The broken ancient environments showcase some beautiful sights of nature. When you’re inside buildings and focusing on the puzzle elements of the game, you’ll witness the destruction and rusted doors from a civilization that is no more. Once you get outside into the wild, the lushes nature of the green trees and grass will stop you in your tracks and acknowledge the detail that is in front of you. Seeing the wind and the sun reflecting everywhere brings an eye-opening detail that the developers implemented in the game. At times, it can look like a PS3 game in motion but the shadows and lighting help bring a realistic approach.
Trico himself though is beyond what you will expect. Giving him orders and seeing him play in water to take a bath will make you smile with glee. Though you will encounter some frustrating moments when he doesn’t pay attention or happen to knock you off to your death. I can happily say though is that Trico does warm the heart and you’ll feel like you’ll want to forgive him. When he makes sure you’re ok or looks at you close with his yellow eyes, you’ll understand why Syndeo means a lot to him on this quest.
Controlling Syndeo is easier than commanding Trico. He can jump, climb, roll, and calm Trico after he rages out during battle. You’ll pull levers, push carts, swim by yourself and along Trico, and help in battle when he’s allowed. You’ll also help Trico by feeding him, pulling out Spears, and solving puzzles so that Trico and you can progress through the 8-hour campaign.
Some problems that do occur is the frame rate drops (playing on the original PS4) and the camera. When Trico stands or sits in front of the camera, it becomes hard to maneuver the camera around him. With the game also being at 30 FPS, it feels they couldn’t do much to keep the action fast pace and present a constant flow.
The puzzles though themselves are great and challenging. The platforming can be spotty at times but works when it needs too. The glass eyes that keep Trico at bay and in fear, allows you to show Trico himself that trust works both ways and that you have his back. In their relationship, no one leads and no one follows. Both are on equal terms which makes the game and its premise work well.
The music is breathtaking and relaxing. One of the best minimalist soundtrack I heard from any Sony franchise (sorry Heavy Rain and whatever you want to call Uncharted’s soundtrack). The piano arrangements compliment each moment exceptionally. When Syndeo and Trico are in the open during some cutscenes, the piano helps express the mood of overcoming a difficult task and the unseen beauty of the land you have reach. It makes you hope for a piano acoustic concert to show up in your city.

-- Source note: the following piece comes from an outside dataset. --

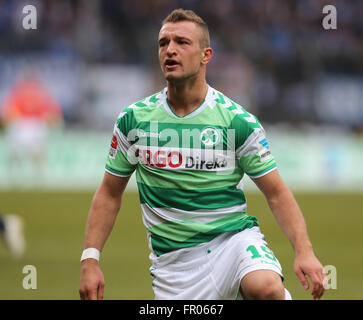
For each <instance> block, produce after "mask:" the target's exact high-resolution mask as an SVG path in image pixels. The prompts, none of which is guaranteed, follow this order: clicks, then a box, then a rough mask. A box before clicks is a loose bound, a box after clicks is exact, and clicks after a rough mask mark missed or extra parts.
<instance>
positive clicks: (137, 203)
mask: <svg viewBox="0 0 363 320" xmlns="http://www.w3.org/2000/svg"><path fill="white" fill-rule="evenodd" d="M26 5H33V6H34V7H35V8H36V29H25V28H24V25H23V22H24V18H26V16H27V14H28V13H27V12H25V13H24V12H23V8H24V6H26ZM325 5H334V6H335V8H336V11H337V28H336V29H330V30H326V29H324V28H323V26H322V21H323V19H324V17H325V16H326V14H324V13H323V7H324V6H325ZM179 7H182V8H185V9H192V10H195V11H196V13H197V14H199V15H200V16H201V17H202V18H203V19H204V20H205V21H206V22H207V24H208V25H209V29H210V34H211V47H212V48H213V49H214V57H213V59H212V61H211V63H210V64H209V65H208V71H207V78H208V83H209V84H210V85H211V86H212V87H214V88H216V89H217V90H219V91H221V92H223V93H225V94H226V95H227V96H229V97H230V98H231V99H232V100H235V101H236V102H238V103H239V104H241V105H242V106H244V107H245V109H247V110H248V111H250V112H251V113H253V114H255V115H256V116H257V117H258V118H259V119H260V121H261V122H262V124H263V126H264V127H265V129H266V131H267V136H268V139H269V141H270V145H271V148H272V152H273V154H274V156H275V158H276V160H277V163H278V167H279V170H280V174H281V175H282V177H283V178H284V180H285V182H286V183H287V184H288V186H289V187H290V188H291V189H292V190H293V191H294V193H295V195H296V197H297V200H298V202H299V204H300V206H301V207H302V209H303V212H304V215H305V217H306V221H307V224H308V228H309V232H310V236H311V239H312V242H313V245H314V248H315V252H316V254H317V255H318V257H319V258H320V259H321V261H322V263H323V265H333V266H334V267H335V268H336V270H337V288H336V289H330V290H328V291H327V292H326V295H325V299H329V298H331V299H362V298H363V289H362V288H363V286H362V282H363V275H362V274H361V273H360V272H359V269H360V265H361V263H362V262H363V260H362V257H361V255H360V254H359V252H361V243H362V241H361V239H360V237H359V234H360V232H361V226H362V225H363V218H362V213H363V212H362V208H363V169H362V164H363V90H362V89H363V77H362V75H363V58H362V57H363V2H362V1H361V0H350V1H343V0H329V1H324V0H290V1H277V0H275V1H274V0H266V1H263V0H224V1H220V0H208V1H207V0H199V1H198V0H155V1H147V0H133V1H126V0H123V1H116V0H115V1H110V0H108V1H106V0H92V1H87V0H62V1H60V0H59V1H57V0H42V1H41V0H38V1H32V0H29V1H11V0H0V110H1V111H0V115H1V120H0V213H2V215H3V216H4V217H5V216H7V215H9V214H11V213H12V214H15V215H16V216H17V217H19V218H20V220H19V221H20V223H21V224H22V225H23V228H24V236H25V247H24V248H23V249H18V251H21V253H19V252H18V254H16V253H15V254H14V250H13V251H10V252H9V250H8V248H7V241H6V237H4V239H5V242H4V245H2V244H0V299H77V298H78V281H79V274H80V273H79V272H80V268H79V257H80V254H81V251H82V248H83V233H84V227H85V223H86V219H87V214H88V210H89V207H90V204H91V200H92V196H93V193H94V191H95V190H96V188H97V186H98V184H99V183H100V181H101V179H102V177H103V173H104V169H103V168H104V164H105V160H106V156H107V152H108V149H109V144H110V141H111V136H112V129H113V124H114V121H115V119H116V118H117V115H118V114H119V112H120V111H121V110H122V108H124V107H125V106H127V105H129V104H131V103H133V102H136V101H138V100H140V99H142V98H144V97H146V96H149V95H151V94H152V93H154V92H157V91H160V90H161V89H162V88H163V87H164V86H165V82H164V80H163V78H162V74H161V72H160V67H159V64H158V55H157V36H158V32H159V30H160V26H161V21H162V20H163V19H164V18H165V17H166V15H167V14H168V13H169V12H170V11H172V10H173V9H175V8H179ZM35 106H36V107H35ZM29 115H32V117H31V118H32V119H33V120H32V121H26V123H25V122H24V118H28V119H29ZM244 183H245V187H246V190H247V199H248V200H249V210H250V211H249V212H250V214H253V215H256V216H257V217H258V218H259V220H260V223H261V226H262V231H263V232H264V233H265V234H266V236H267V239H268V241H269V243H270V247H271V248H272V250H274V252H275V255H276V256H277V257H278V258H279V260H280V262H281V263H282V265H283V269H284V270H285V277H286V286H287V288H288V289H289V290H290V292H291V294H292V296H293V298H295V299H310V295H309V293H308V292H305V291H304V290H303V288H302V287H301V285H300V284H299V282H298V280H297V278H296V276H295V275H294V273H293V251H292V249H291V246H290V244H289V243H288V240H287V239H286V238H285V236H284V235H283V234H282V232H281V231H280V229H279V228H278V226H277V224H276V222H275V221H274V219H273V217H272V216H271V214H270V212H269V210H268V207H267V205H266V203H265V201H264V198H263V197H262V196H261V194H259V193H258V192H256V191H257V190H256V188H255V186H254V185H253V184H252V183H251V181H250V180H249V179H248V178H244ZM127 192H128V194H127V196H125V198H124V199H125V200H124V203H123V206H122V209H121V213H120V216H119V219H118V221H117V223H116V226H115V229H114V231H113V232H112V234H111V237H110V239H109V241H108V242H107V244H106V246H105V249H104V252H103V257H102V265H103V271H104V274H105V278H106V292H105V298H106V299H152V298H153V294H152V289H151V278H150V276H149V271H148V268H149V265H150V264H149V261H148V248H147V244H146V232H145V230H144V227H143V226H142V223H141V216H140V213H141V211H140V209H139V204H138V196H137V193H136V187H135V181H134V179H133V180H132V181H131V183H130V184H129V186H128V188H127ZM5 221H6V219H5ZM4 225H6V224H5V223H4ZM0 230H1V223H0ZM10 249H11V248H10ZM12 253H13V254H12ZM14 256H16V257H17V259H15V258H14ZM25 265H34V266H35V267H36V269H37V272H38V274H37V282H38V286H37V288H36V289H29V290H26V289H24V288H23V279H24V277H25V276H26V274H23V273H22V270H23V267H24V266H25Z"/></svg>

Overall, The Last Guardian left me speechless. Emotionally engage with the bond of Syndeo and Trico. Marveling at the exquisite detail of the environments and backgrounds of the simple Earth tones that don’t make the game look ugly or boring. The game gives you no direction so you will have to go into this game exploring and using trial and error while allowing the story to unfold naturally. This game is a must have and though the replay value is low, the journey and the bond alone makes it up.